As a general rule, when performing a convolution of size 2^N of words with size B bits, the convolution results require 2*B+N bits to represent exactly. When using double precision floating point you get a 53-bit floating point mantissa to fit these results. Suppose your numbers to multiply are of size 100M digits ~ 330M bits (<2^29). This can be represented as 2^17 x 12 bit words or 2^16 x 13-bit words, or some other combination. If using the latter combination then a convolution will produce results with 42-bit words, which easily fits in a 53-bit floating point mantissa with extra bits to round each element correctly to an integer. So you can afford to be much more aggressive choosing B than you are concluding.

Now this is an approximation to the real sizes of things; when doing general multiplies the number of words in the product is twice as large so the FFT needs to be of size 2^(N+1). Using balanced representation gives two bonuses: the sign bit of the floating point representation gives an extra bit of mantissa to fit the results, but much more importantly the convolution results now form a distribution centered about 0, which allows choosing a B that is large enough to risk a convolution result that fails to be correctly rounded, provided the probability that such a result appears is deemed small enough to risk. This is one of the reasons Prime95 can use 19-bit words with very large transforms, despite the error analysis above indicating it would be too dangerous.

The other thing to conclude from this is that an NTT modulus around 2^64 is nearly the same size as a floating point mantissa of size 2^53, so if you are using much smaller B in your FFT then you need to look over the analysis you did to choose the sizes, both kinds of transforms should admit nearly the same size arrays of words. Now it's possible to use the CRT and construct very large convolution results out of comparatively very small NTTs, but the time and memory for postprocessing to apply the CRT grows basically quadratically increasing numbers of CRT moduli.

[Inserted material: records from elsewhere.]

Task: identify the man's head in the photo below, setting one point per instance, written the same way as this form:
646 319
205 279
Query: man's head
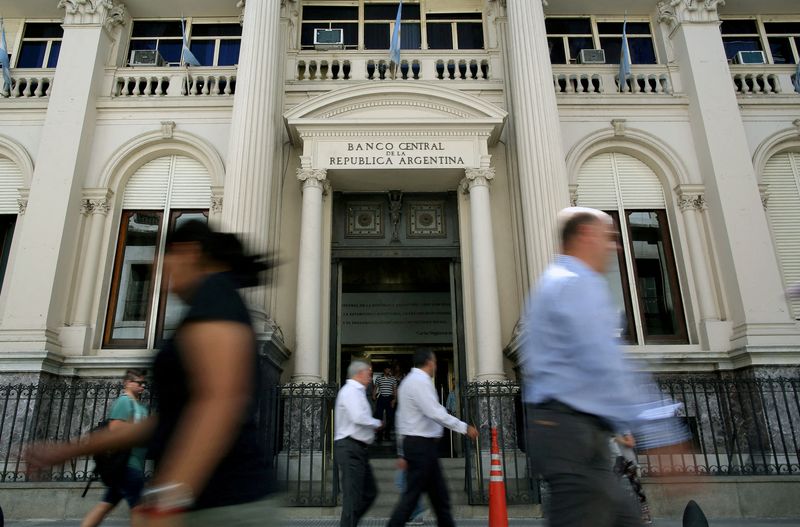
589 235
425 360
360 371
133 382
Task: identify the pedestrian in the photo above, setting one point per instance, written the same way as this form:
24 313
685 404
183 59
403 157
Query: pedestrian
578 386
420 423
385 400
126 410
354 431
210 467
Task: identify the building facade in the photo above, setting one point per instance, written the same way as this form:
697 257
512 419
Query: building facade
409 204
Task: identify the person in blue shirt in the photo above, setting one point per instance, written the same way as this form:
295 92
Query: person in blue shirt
578 386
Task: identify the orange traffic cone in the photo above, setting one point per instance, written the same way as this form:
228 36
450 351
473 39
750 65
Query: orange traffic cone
498 514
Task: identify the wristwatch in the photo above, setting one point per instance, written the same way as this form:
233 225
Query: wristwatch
167 498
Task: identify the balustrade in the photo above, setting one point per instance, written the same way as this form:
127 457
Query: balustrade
30 85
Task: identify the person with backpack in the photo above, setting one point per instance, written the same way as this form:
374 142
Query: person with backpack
128 482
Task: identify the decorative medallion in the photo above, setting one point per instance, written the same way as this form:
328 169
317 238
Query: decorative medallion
364 220
426 219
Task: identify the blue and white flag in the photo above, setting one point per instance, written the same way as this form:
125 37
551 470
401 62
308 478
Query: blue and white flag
187 57
797 77
394 50
624 58
4 63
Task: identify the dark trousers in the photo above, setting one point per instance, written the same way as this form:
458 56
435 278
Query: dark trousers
384 406
570 450
424 475
357 481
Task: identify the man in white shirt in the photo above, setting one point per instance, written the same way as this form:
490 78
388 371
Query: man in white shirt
354 431
420 423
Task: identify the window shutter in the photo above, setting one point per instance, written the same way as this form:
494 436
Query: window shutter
191 185
10 182
608 180
639 187
782 177
596 186
147 188
185 180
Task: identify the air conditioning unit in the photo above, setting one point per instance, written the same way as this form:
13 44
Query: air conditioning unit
328 39
592 56
750 57
146 57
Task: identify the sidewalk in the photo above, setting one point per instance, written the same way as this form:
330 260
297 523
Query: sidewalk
431 522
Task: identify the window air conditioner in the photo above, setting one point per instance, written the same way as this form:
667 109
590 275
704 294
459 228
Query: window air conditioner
592 56
146 57
750 57
328 39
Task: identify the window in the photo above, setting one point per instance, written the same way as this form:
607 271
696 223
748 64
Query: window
379 25
643 280
784 41
740 35
369 24
159 197
566 37
162 35
41 44
455 31
216 44
330 17
782 177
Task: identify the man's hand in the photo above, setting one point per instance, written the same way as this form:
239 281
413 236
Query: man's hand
472 432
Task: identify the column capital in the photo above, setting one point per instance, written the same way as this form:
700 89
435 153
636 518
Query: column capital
676 12
312 177
478 177
109 13
691 197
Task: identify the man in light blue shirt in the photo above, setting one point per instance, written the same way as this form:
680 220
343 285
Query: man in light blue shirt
578 386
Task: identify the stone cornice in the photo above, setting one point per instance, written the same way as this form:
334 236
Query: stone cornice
676 12
109 13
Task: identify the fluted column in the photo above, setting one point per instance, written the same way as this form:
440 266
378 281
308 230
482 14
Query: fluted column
96 207
38 289
308 322
489 350
540 155
254 140
748 269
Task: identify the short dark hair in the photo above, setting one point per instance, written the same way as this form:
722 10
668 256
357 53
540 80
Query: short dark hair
422 356
131 375
572 226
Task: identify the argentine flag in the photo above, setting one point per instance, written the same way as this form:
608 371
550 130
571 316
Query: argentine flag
394 50
186 54
625 58
4 64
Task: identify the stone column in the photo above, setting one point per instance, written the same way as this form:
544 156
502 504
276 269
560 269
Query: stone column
541 167
255 137
714 335
38 289
489 350
748 267
308 322
96 206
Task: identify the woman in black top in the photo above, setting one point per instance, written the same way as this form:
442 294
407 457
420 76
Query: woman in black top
203 435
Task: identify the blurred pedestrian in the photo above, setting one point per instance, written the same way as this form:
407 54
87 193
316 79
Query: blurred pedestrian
420 424
577 384
210 465
354 431
126 410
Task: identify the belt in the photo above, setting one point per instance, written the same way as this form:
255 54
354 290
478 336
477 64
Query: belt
558 406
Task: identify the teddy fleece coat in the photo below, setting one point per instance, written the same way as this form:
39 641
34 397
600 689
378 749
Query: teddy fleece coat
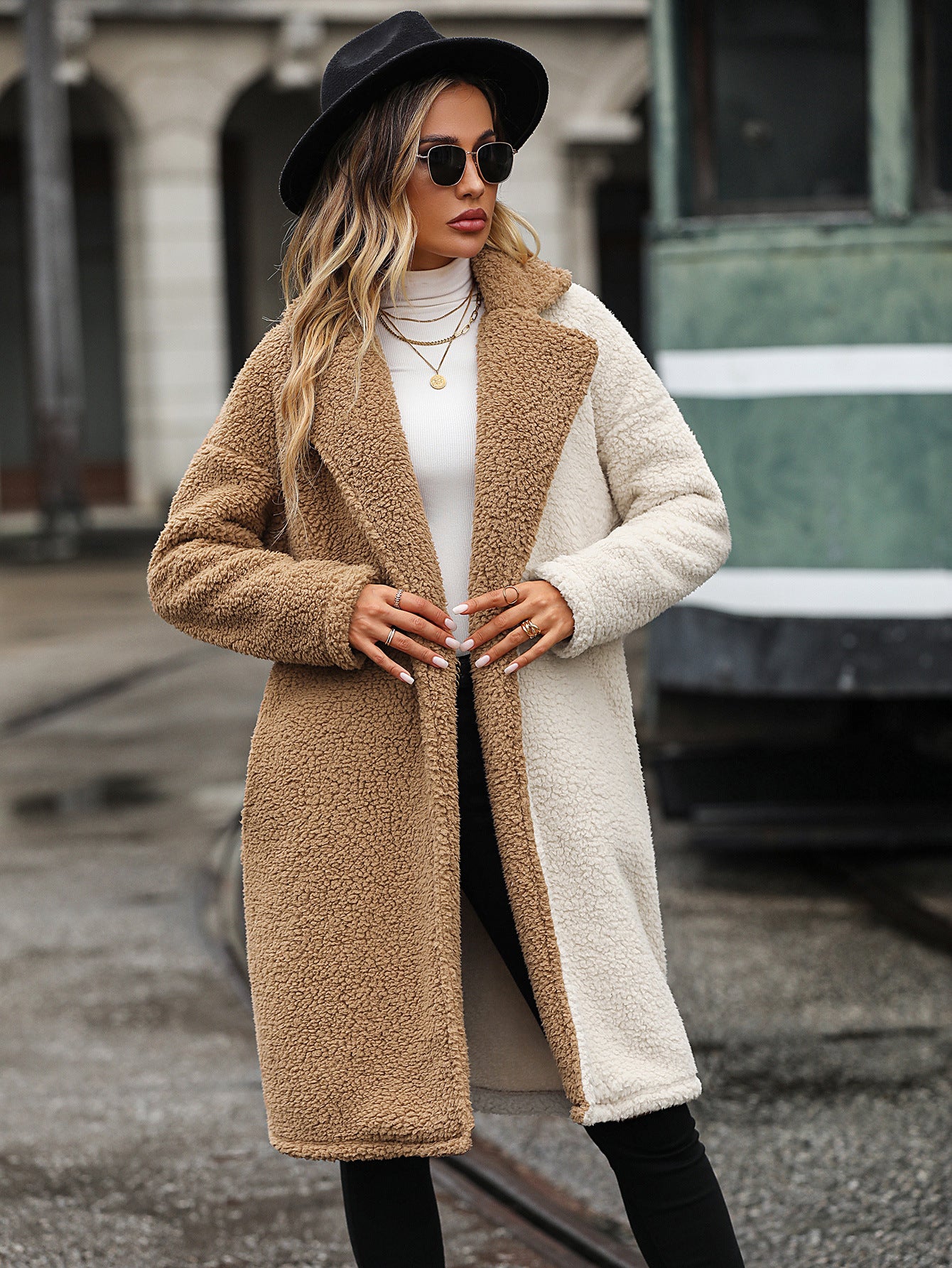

My experience over a long time trying to make NTTs competitive with FFTs is that nothing you do with NTTs can overcome the latency of 64-bit integer multiplies compared to the pipeline throughput of double precision floating point multiplies. For a while I thought GPU computing would be an exception, since consumer-grade GPUs have severely limited double precision throughput that could make NTTs competitive, but an NTT on GPU would require 31-32 bit moduli and the CRT and there are very few such moduli that have a root of 2 of order large enough to make the requisite size NTT. See here for my last attempt.

Last fiddled with by jasonp on 2021-07-20 at 17:43 Reason: fix convolution size
jasonp is offline   Reply With Quote
Old 2021-07-18, 13:07   #43
moytrage
 
Jul 2021

3·11 Posts
Default

Quote:
Originally Posted by jasonp View Post
Suppose your numbers to multiply are of size 100M digits ~ 330M bits (<2^29). This can be represented as 2^17 x 12 bit words or 2^16 x 13-bit words, or some other combination.
Number 2^29 is not 2^17 words each 12 bits, but 2^29/12=2^25.4 words of 12 bits each.
moytrage is offline   Reply With Quote
Old 2021-07-18, 20:21   #44
ewmayer
2ω=0
 
ewmayer's Avatar
 
Sep 2002
Rep├║blica de California

101101100010102 Posts
Default

Quote:
Originally Posted by moytrage View Post
Never heard of of this kind of representation, what is it about? How can I use it or where to read about it?
I gave you a link to the original Crandall/Fagin DWT paper 2 full pages worth of posts ago. I suggest you cool the posting byterate and actually read it and work through the short-length examples it contains.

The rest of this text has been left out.